And then she'd asked for the tutoring.
When it had become clear that she was a lover of the English language and eager to learn, I had not been able to resist. Students who want to study hard and have a career in the subject should be encouraged. The thought of anyone else with one-on-one time with her made my blood boil in my veins. What the hell was happening to me?
I'd watched her walk out of my classroom. She was of medium height and build and that day had on a pleated skirt that stopped just above her knees. As she had got up from the chair in front of me, her skirt had ridden up a little, and her thighs were displayed to me for brief seconds of time: soft, tanned thighs. Thighs I wanted wrapped around my neck.
I pushed my chair backwards and got to my feet now my rock hard cock had decided to give it a rest. I gathered my belongings together and decided that swimming tonight was not going to do anything. I needed to get back to my apartment as quickly as possible so that I could watch a porno and jerk myself off.
I caught the subway home to Brooklyn and went into my studio apartment. I loved my modern little home. I had decided after Elvington that I wanted to stand on my own two feet and not use my parents' money to buy my way through life. My mom supported me wholeheartedly. My dad thought I needed committing to an institution. I didn't protest too much though when Mom arranged for the staff to pick up and do my laundry every week. I needed to look smart for work and experience had shown me that I was incapable of doing that all on my own. I'd not realized how dependent I'd been before. I'd gone from living with my parents to living with Eliza, and she had taken over the accounts and run our home in Queens. I wondered if her parents had found her a new rich bachelor to hook up with by now. It was what our families did, tried to marry money with money. When I realized I was free, I went all the way. I stopped accessing the money that my parents refused to take back and set up a separate bank account where I was self-sufficient, settling in my little apartment in Brooklyn. I had figured if I returned to teaching for the last semester I would get the joy of seeing the students graduate and I would hopefully find my place and my confidence again in teaching, away from the previous drama. A fresh start.

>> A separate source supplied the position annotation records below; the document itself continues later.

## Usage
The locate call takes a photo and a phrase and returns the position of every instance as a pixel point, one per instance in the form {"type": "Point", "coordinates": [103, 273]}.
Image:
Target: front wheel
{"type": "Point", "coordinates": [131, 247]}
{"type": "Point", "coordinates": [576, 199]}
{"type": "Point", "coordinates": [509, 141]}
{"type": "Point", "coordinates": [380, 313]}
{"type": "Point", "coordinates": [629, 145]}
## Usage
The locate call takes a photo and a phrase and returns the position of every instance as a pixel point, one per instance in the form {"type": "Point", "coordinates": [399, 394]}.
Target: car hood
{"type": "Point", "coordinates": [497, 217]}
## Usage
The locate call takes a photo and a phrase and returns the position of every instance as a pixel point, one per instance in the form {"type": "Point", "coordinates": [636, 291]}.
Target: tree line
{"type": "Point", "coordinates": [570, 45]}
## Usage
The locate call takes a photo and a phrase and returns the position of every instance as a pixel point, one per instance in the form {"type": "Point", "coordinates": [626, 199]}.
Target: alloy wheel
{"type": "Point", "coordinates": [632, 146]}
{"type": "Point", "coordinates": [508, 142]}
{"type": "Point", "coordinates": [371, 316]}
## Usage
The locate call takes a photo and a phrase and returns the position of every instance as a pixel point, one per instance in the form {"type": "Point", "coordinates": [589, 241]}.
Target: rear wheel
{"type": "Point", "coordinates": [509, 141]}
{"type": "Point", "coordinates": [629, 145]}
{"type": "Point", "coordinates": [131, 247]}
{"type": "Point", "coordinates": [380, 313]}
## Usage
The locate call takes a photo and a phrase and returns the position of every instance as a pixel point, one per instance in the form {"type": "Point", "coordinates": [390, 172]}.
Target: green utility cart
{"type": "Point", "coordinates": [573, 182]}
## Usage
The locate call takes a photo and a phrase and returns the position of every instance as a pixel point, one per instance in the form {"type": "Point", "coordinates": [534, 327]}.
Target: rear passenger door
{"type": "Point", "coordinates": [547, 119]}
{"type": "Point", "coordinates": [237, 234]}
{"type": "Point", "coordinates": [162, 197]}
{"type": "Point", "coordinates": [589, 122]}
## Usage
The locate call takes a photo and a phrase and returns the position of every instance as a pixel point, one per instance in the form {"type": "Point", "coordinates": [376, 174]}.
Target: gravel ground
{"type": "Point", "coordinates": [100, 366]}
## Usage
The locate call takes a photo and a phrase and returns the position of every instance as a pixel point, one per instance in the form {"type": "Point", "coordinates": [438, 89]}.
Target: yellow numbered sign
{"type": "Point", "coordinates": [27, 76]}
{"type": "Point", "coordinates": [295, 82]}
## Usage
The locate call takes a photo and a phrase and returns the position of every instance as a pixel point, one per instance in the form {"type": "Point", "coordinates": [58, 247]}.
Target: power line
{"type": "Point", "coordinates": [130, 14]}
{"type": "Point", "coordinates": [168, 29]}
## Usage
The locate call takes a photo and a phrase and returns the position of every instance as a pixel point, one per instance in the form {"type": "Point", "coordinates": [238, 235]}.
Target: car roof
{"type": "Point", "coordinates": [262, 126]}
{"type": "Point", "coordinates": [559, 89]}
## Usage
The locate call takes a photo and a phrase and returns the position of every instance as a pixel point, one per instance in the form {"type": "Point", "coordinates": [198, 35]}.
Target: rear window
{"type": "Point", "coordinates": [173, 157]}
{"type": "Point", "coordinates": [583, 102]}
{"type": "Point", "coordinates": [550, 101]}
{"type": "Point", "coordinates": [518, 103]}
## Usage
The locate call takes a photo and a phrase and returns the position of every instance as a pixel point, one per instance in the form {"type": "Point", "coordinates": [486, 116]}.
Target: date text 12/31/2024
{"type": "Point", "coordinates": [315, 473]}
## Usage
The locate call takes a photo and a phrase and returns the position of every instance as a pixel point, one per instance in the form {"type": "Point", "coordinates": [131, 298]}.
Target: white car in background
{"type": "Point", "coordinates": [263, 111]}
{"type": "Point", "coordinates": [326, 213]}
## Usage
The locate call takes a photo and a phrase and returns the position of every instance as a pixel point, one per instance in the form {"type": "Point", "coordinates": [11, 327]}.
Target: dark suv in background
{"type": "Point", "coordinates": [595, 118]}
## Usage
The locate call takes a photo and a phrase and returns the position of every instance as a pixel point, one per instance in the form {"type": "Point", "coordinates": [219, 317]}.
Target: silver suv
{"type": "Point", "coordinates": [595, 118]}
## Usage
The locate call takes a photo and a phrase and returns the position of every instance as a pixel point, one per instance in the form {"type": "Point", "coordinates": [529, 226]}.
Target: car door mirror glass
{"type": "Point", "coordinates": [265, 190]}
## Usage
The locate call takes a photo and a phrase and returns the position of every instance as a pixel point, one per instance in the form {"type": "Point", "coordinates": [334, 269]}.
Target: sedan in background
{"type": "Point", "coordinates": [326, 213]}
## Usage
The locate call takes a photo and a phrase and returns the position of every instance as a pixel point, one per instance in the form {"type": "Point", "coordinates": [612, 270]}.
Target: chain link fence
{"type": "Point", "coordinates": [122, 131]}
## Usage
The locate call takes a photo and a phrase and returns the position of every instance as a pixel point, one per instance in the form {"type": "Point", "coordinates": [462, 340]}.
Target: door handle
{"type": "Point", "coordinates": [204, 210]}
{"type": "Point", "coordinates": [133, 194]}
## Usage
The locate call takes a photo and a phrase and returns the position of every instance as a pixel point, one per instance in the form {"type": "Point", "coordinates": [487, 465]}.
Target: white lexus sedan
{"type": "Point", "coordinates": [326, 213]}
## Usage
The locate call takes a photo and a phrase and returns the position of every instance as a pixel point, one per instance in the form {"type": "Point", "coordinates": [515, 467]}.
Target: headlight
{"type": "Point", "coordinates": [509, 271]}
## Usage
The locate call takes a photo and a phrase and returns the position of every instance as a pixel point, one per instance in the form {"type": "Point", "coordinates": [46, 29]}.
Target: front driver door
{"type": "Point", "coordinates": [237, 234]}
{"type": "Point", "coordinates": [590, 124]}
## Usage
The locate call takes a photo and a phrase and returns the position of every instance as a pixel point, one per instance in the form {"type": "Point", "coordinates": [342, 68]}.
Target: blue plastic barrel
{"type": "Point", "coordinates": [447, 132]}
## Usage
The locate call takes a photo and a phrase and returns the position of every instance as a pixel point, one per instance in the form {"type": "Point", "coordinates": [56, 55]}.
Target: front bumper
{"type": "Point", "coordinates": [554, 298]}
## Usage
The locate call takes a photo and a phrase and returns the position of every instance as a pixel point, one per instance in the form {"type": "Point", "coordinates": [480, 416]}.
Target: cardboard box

I threw my laptop case down in the hallway and headed straight through to the shower. Fuck the porno; I was hard as a rock again. I would just think of Jennifer Lawrence. It wouldn't be the first time. I stripped off my clothes and left them on the bedroom floor. A perk of living alone. I could do what the hell I wanted. After my shower, I just had to pop those clothes in a laundry bag, and like magic, they would be taken away and then brought back the following day and hung in the closet.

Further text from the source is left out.